P.J. Fleck is 32-years-old. He was born in 1980. He is the youngest coach in FBS and, as you can imagine, he's brought youthful enthusiasm to the Western Michigan Broncos.
-- This spring, the first-time head coach hosted something called NEKTON Neon Night on a Friday night for students. During a break in practice, Fleck, who was a wide receivers coach with the Tampa Bay Buccaneers last season, took to the microphone and asked the student section, which he named the "Waldo Crew," to follow his lead in the "Row The Boat" dance.
In a bright-pink shirt, he showed the students what he had in mind for the start of the fourth quarter of home games. This ended up on the sports website Deadspin, which jumps on sports moments ripe for parody and devours them.
-- On Feb. 16, Fleck took a polar plunge into Goldsforth Valley Pond in Kalamazoo, Mich., to raise some cash for the Special Olympics.
-- Of course, there was a Harlem Shake video.
-- He's also walked on broken glass and hot coals.
Kids these days.
"I don't think they were gimmicks at all. That's who I am,'' Fleck told Chicago Tribune columnist David Haugh last week. "The who and the how in this program are everything: Who can I influence to think how I think? I try to change my life on a daily basis by expanding my brain, expanding my limitations.''
Fleck took over when the school fired Bill Cubit last November. Cubit, who's now offensive coordinator at Illinois, led WMU to a 51-47 record in eight seasons. The Broncos were 36-27 in the Mid-American Conference and went to three bowl games.

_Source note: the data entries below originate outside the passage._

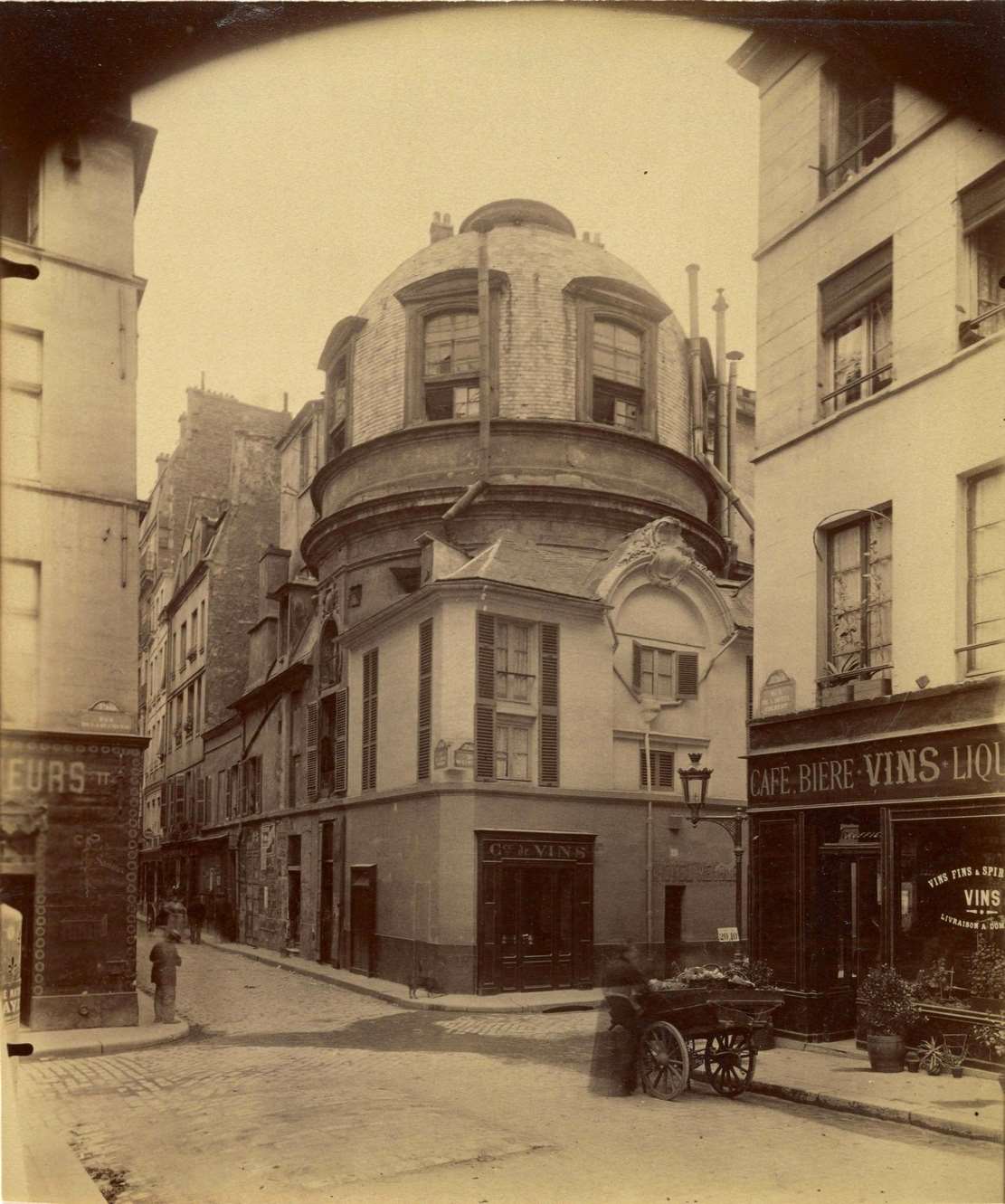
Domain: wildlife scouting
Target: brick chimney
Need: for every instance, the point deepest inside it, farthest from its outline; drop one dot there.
(441, 228)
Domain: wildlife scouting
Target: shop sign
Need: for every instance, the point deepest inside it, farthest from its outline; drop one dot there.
(971, 896)
(933, 764)
(538, 850)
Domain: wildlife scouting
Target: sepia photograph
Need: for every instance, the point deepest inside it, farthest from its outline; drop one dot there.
(502, 601)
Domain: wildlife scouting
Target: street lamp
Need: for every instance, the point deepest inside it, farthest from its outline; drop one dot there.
(695, 782)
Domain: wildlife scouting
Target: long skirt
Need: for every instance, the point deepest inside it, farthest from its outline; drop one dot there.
(164, 1003)
(612, 1067)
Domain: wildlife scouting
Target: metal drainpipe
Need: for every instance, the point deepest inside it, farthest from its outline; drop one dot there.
(721, 429)
(731, 424)
(484, 354)
(695, 349)
(648, 848)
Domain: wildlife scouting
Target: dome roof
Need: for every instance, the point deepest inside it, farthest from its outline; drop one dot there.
(517, 212)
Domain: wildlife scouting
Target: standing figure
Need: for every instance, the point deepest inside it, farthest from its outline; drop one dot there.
(614, 1069)
(196, 919)
(175, 914)
(164, 975)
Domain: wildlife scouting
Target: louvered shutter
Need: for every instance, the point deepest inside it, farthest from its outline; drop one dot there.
(370, 721)
(425, 698)
(485, 698)
(312, 752)
(341, 741)
(687, 675)
(548, 739)
(663, 775)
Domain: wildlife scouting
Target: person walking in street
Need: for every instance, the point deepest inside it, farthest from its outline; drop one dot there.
(175, 914)
(614, 1067)
(196, 919)
(164, 975)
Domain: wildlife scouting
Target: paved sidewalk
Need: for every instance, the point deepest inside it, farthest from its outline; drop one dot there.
(837, 1077)
(84, 1041)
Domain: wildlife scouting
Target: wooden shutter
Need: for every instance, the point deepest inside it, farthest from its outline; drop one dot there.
(425, 698)
(485, 698)
(850, 289)
(312, 752)
(341, 742)
(368, 770)
(687, 675)
(661, 770)
(548, 735)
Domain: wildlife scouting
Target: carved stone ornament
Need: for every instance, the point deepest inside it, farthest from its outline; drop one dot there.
(661, 543)
(327, 596)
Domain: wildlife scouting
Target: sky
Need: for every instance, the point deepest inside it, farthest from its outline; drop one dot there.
(288, 181)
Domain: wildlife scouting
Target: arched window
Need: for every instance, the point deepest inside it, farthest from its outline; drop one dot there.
(450, 365)
(619, 393)
(330, 655)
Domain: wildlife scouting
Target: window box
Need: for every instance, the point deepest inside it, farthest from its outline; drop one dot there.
(873, 687)
(834, 695)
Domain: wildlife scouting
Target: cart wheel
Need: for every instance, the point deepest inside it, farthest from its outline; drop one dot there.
(729, 1059)
(663, 1062)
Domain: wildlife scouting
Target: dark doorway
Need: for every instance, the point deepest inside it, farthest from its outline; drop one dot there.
(18, 891)
(849, 927)
(327, 901)
(292, 892)
(673, 926)
(363, 919)
(536, 927)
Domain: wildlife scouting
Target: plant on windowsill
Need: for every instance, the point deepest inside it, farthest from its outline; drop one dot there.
(888, 1006)
(987, 975)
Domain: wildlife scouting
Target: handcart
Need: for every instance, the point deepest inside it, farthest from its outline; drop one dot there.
(681, 1029)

OK, now for the games, the stuff that matters.
The Broncos are 0-3 coming into Saturday's game at Kinnick Stadium against Iowa (2-1). This will by WMU's third Big Ten opponent. The Broncos traded punches with Michigan State in their opener at East Lansing, falling 23-16. Last week at Northwestern, they allowed 332 rushing yards in a 38-17 loss to the Wildcats.

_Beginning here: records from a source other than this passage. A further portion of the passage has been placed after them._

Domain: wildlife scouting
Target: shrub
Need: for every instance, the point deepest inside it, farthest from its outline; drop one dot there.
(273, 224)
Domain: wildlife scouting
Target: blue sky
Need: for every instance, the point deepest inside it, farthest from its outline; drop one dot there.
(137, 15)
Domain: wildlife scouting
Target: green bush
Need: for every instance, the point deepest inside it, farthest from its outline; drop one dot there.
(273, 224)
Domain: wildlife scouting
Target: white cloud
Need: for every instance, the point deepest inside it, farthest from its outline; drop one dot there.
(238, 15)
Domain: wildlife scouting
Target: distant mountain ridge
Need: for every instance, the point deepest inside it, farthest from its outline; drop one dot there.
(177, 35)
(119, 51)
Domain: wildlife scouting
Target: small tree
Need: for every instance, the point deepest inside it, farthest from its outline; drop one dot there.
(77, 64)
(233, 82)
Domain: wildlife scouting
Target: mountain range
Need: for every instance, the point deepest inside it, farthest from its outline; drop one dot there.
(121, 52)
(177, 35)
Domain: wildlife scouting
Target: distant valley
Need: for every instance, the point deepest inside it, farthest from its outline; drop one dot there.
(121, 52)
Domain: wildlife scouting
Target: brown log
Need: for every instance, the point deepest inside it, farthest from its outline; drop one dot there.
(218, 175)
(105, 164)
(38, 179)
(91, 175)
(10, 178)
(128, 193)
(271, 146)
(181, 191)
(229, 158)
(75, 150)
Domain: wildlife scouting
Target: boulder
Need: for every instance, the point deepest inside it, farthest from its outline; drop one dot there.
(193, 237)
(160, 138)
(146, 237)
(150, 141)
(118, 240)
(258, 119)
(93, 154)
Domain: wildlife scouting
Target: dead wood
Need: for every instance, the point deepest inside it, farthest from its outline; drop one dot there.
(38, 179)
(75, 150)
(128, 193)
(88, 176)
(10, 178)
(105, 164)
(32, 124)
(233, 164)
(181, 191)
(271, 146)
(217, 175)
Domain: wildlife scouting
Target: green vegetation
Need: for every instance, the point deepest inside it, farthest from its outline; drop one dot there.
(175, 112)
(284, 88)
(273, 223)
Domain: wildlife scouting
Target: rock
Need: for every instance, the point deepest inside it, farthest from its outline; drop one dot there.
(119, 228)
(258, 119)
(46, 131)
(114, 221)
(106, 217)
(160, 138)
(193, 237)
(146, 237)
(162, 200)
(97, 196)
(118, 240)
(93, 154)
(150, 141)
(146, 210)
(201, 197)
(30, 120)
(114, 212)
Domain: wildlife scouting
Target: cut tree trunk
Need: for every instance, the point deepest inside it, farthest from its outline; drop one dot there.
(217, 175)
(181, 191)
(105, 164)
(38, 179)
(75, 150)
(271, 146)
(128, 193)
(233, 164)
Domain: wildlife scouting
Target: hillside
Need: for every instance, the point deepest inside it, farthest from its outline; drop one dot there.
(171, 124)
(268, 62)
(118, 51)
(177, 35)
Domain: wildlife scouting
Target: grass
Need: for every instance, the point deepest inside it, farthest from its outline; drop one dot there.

Between those Big Ten defeats, the Broncos fell to Nicholls State, an FCS school that finished with 1-10 records in each of the last two seasons.
There has been some outrage since the Nicholls defeat.
On an MLive.com post where the team's performance was graded, readers left comments. And, yes, the "Row The Boat" was kind of a target. The whole focus on ancillaries was a target.
georgewins wrote: "I hope the coach will focus on Xs and Os and cool it with all the hokum about rowing the boat and fabricated "traditions." He still could be a success at Western -- but he needs to focus on the team and cool it with all the jibberish."
Fleck is working on it. His football pedigree is solid. He worked with Tampa Bay coach Greg Schiano for three seasons, two at Rutgers and one in the NFL. In 2006, he was a graduate assistant at Ohio State under former coach Jim Tressel. Fleck was an all-MAC wide receiver at Northern Illinois, where he also served as offensive coordinator in 2012.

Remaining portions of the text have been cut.